Nel riconoscere l'imprevedibilità dell'effetto epatotossico nel singolo paziente si riconosce implicitamente la sua natura idiosincrasica e l'inutilità di una limitazione temporale nell'uso del farmaco. Quali dati ha consultato l'EMEA per escludere un possibile effetto idiosincrasico? Non quelli italiani dai quali risulta che nella maggior parte dei casi di epatotossicità, l'assunzione della nimesulide è stata di breve durata (da 1 a 8 giorni)1, tale da "suggerire l'ipotesi di una reazione idiosincrasica"1. Tra il 1° gennaio 2001 e il 17 maggio 2007 al sistema nazionale di farmacovigilanza, sono pervenute 738 segnalazioni di sospette reazioni avverse alla nimesulide, con prevalenza nei giovani (tra i 19 e i 60 anni), in maggioranza donne, di cui 360 gravi (48,8%) e 19 mortali (2,6%)1. Delle 102 segnalazioni riguardanti le reazioni epatobiliari (epatite acuta, epatite, epatite colestatica, epatite fulminante), 9 sono risultate mortali, 70 gravi1.
I dati italiani sono, invece, serviti all'EMEA per effettuare una simulazione sull'impatto della sospensione della nimesulide sul tasso degli effetti indesiderati e per affermare che "la sospensione porterebbe ad una diminuzione del numero di ospedalizzazioni legate a problemi epatici ma potrebbe anche determinare un aumento del numero di ospedalizzazioni dovute a effetti gastrointestinali associati all'uso di altri FANS"5. I dati non sembrano, però, giustificare questa previsione, dal momento che anche per la nimesulide nel 2006 si è registrata una quota non trascurabile di effetti gastrointestinali: 20,1% contro 28,2% con diclofenac, 17,9% con ketoprofene e 17,1% con ibuprofene1. Poiché il tasso di segnalazioni di reazioni avverse gravi per milione di DDD (dosi definite die) è stato 0,16 per la nimesulide, 0,30 per il diclofenac, 0,23 per il ketoprofene e 0,16 per l'ibuprofene (i 3 FANS più prescritti dopo la nimesulide), dobbiamo pensare che gli effetti gastrointestinali causati dagli altri FANS sono stati più gravi? Oppure l'EMEA ha considerato solo i dati riguardanti il ketorolac (un caso tutto italiano) che ha un tasso di segnalazioni di reazioni avverse gravi per milione di DDD 7 volte superiore alla media degli altri FANS (1,02), più di un terzo correlabili ai suoi effetti gastrointestinali. Il ketorolac non rientra, però, tra i 10 FANS più prescritti1 e assorbirebbe solo una minima parte delle prescrizioni di nimesulide.

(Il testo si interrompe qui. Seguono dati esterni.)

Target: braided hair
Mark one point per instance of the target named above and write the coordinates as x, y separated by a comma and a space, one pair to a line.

Infine, a parità di incidenza e gravità, considerando i diversi esiti clinici associati, mettere sullo stesso piano una reazione gastrointestinale con una epatotossica, è discutibile.

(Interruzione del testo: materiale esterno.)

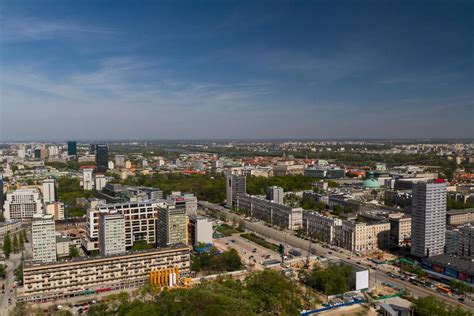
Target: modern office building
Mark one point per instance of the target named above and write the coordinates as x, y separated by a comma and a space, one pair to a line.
466, 241
200, 230
171, 225
100, 181
119, 161
89, 275
87, 179
236, 184
275, 194
72, 148
111, 234
48, 190
320, 227
428, 230
102, 157
140, 222
56, 209
273, 213
22, 204
43, 235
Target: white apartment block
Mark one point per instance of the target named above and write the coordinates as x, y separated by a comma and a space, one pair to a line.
100, 181
428, 230
66, 279
355, 236
48, 190
320, 227
140, 222
276, 214
111, 234
43, 234
56, 209
87, 180
22, 204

In estrema sintesi, viene mantenuto in commercio un farmaco che sappiamo pericoloso, sostituibile con altri altrettanto efficaci e più sicuri, purché si informi il paziente e non si esageri con la durata del trattamento. E' ben chiaro come nella decisione abbiano prevalso ragioni diverse da quelle della ragionevolezza, della cautela e della salvaguardia del paziente.

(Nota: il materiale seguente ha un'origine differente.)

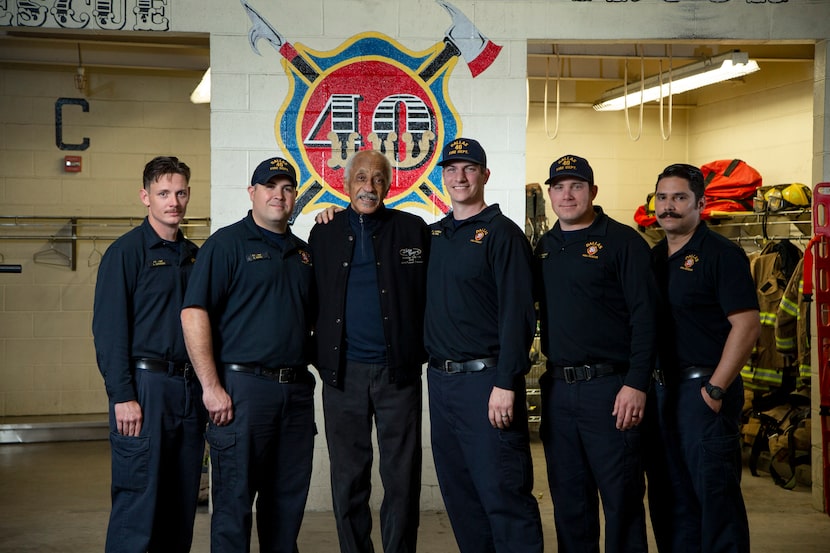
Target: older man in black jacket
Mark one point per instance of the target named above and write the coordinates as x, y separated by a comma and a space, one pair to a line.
370, 263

Bibliografia 1. Nimesulide ed epatotossicità. AIFA. BIF 2007; XIV:112-6. 2. Traversa G et al. Cohort study of hepatotoxicity associated with nimesulide and other non-steroidal anti-inflammatory drugs. BMJ 2003; 327:18-22. 3. Press Release from the Irish Medicines Board, 15 May 2007. www.imb.ie 4. EMEA. Press Release. Doc. Ref. EMEA/432604/2007. London, 21 September 2007. 5. EMEA. Questions and answers on the CHMP recommendation on nimesulide-containing medicines. Doc. Ref. EMEA/430988/2007. London, 21 September 2007. 6. Lumiracoxub: informazioni relative alla sicurezza d'uso. Comunicato AIFA del 23/08/2007.